Model Presented at Business Partnership for Sustainable Urbanization Forum
Nairobi, Kenya, 17 April 2007 – A model for re-building lives, environments and livelihoods after the devastating South Asian earthquake in 2005 was profiled by the Aga Khan Development Network (AKDN) at the just concluded first stakeholders’ forum of the Business Partnership for Sustainable Urbanization organized by UN-HABITAT.
Official figures suggest that 75,000 people lost their lives in the quake that destroyed cities, towns, villages and remote settlements across mountainous regions of India and Pakistan. The AKDN’s Multi-Input Earthquake Reconstruction Programme in Kashmir was presented at the Forum as an approach to address challenges facing the urban poor in the aftermath of natural disaster.
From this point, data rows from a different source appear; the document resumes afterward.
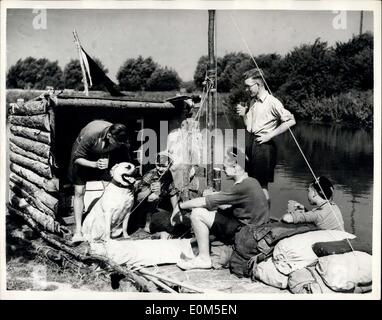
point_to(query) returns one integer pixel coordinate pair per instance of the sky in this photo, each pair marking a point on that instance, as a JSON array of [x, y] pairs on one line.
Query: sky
[[173, 38]]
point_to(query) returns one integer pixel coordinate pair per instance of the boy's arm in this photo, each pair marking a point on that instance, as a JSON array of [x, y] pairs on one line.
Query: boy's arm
[[284, 126]]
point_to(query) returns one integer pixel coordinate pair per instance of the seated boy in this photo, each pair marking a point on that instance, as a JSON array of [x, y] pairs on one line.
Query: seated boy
[[326, 215]]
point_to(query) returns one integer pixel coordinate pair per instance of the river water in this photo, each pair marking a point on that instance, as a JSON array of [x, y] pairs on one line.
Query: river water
[[343, 155]]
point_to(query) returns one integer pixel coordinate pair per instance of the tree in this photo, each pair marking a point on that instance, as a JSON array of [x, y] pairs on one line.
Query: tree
[[32, 73], [309, 73], [163, 79], [134, 73], [72, 76]]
“Investments targeted at rehabilitation are best sustained if they are supported by a holistic, multi-sectoral approach which is complemented by an area development focus.” said Mr. Hafiz Sherali, Chairman Aga Khan Planning and Building Service, Pakistan, presenting the model in a session entitled “Cross Cutting Challenge: Financing Partnerships.” “Effective responses,” he noted, “must go beyond risk assessment, home reconstruction, integrated water supply and management and mobile health clinics, to community-based risk management, infrastructure financing, enterprise development and microfinance.